Çıplak tene, kışı bütün buz kıran haliyle bıraktıran bir haresindeyiz dünya dönüşünün.
Yaşadığımızı tüm varlığımıza hissettirecek bir sızı bırakıyor gökyüzü. Ayaklarımızın altından kayan bir şehir var. Nehri donan bir şehir. Sokaklarındaki buzların birbirine kesiştiği bir şehir.
Apartman girişlerine buz batıran, evlerin içini sevgili koynuna çeviren bir şehir.
Gitmek istemediğim bir ılımanlığın kıyısında, bu şehrin ayak izleri taşıyan kardan kıyafetine dokunuyorum. Pencerelere yaklaşıp gözümü değdirdiğimde utanmayan kadın ve adamların, iki öpüşme arasında kışa düşürdükleri bereler renklerini saçıyorlar. Bu mevsim bu şehre her şeyiyle yakışıyor.
Yolculuğun öncesinde ve sonrasında değişiyor kentler. Birileri ekleniyor, birileri eksiliyor, kimileri değişiyor. Biraz bahar çalıyor. Daha fazla kış düşüyor. Yaz çekiliyor. Kent, yokluktan çokluk çıkarıyor.
Öğleye yaklaşan saatlerin turuncu ılığında, birkaç metrekareye sıkışan çay buharına yaslanan günaydınlardan, sıcak ekmeklere yayılan salçanın kırmızı ev kokusundan, birlikte aynaya bakarak birbirine uyma heyecanındaki gözlerden, kapüşonlu ve kesik eldivenli yürüyüşlerin parmak ucu sıcaklığından, ürkekten çok, korkak kedilerin üşüyen miyavlamalarına acıyan çocukluktan, kadınlığın ve erkekliğin birbirinden taşıp, tene döküldüğü uyumdan, bir poğaça mutluluğuyla başlayıp taze sebze bulmanın ferahlığından, aç olanların isimlerini de sofraya dahil edip beraber doyabilmenin huzurundan birazcık uzaklaşacağımız bir kentin insanlarıyız şimdi.
Kendi evlerimize yüklediğimiz başka anlamlarla örtmek istemediğimiz bir tabloyu, fırça darbelerimizden dökülen renkler oturup, yerlerini bulup kurusunlar diye bırakıyoruz bu tarihte; biraz yalnız başlarına...

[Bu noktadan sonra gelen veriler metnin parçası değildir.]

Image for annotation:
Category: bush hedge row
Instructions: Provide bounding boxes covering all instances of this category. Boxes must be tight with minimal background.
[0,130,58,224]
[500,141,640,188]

Emanete ihtiyaç duymadığımız bu şehir donan suyunu döküyor arkamızdan; buz kırarak, kristallere ayrılarak.
Evlerimizde bizi bekleyen yağmurlar tozumuzu alacak şimdi; kara daha kendi rengimizde dönebilmemiz için. Yağmurları ve denizleri olan şehirlerin büyüttüğü çocuklar olarak, biraz yosun, en çok anne kokusu, birkaç dal zeytin, biraz üzüm, rüzgâr ve yalın ayaklığı valizlerimize doldurmaya gidiyoruz; kışın üçte birini başka coğrafyalarda yaşamaya. İliklerimize işleyen bu şehrin soğuğuna beraber dönmek için, şimdilik gidiyoruz. Isınmanın tüm mevsimlerini buradaki beyazlıkta yeniden inşa etmek için.
Yol, gitmek, dönmek, araçlar, garajlardaki insan manzaraları, evdeki yemek kokusu, kilometrelere düşülen notlar, birkaç bakışımlı tanıdık karşılaşmaları büyüdüğün semt sokaklarında, nereli oluşumuza eklenen sofra eksilmezleri, büyüdüğün evdeki çarşaf kokusu, anne kokusu, dönüş biletleri, kavanozlanan memleket tatları, içine işleyen denizin adımladığın yollara karışan sesi, bekleyenler, gidenler, kalanlar, yolculuklar.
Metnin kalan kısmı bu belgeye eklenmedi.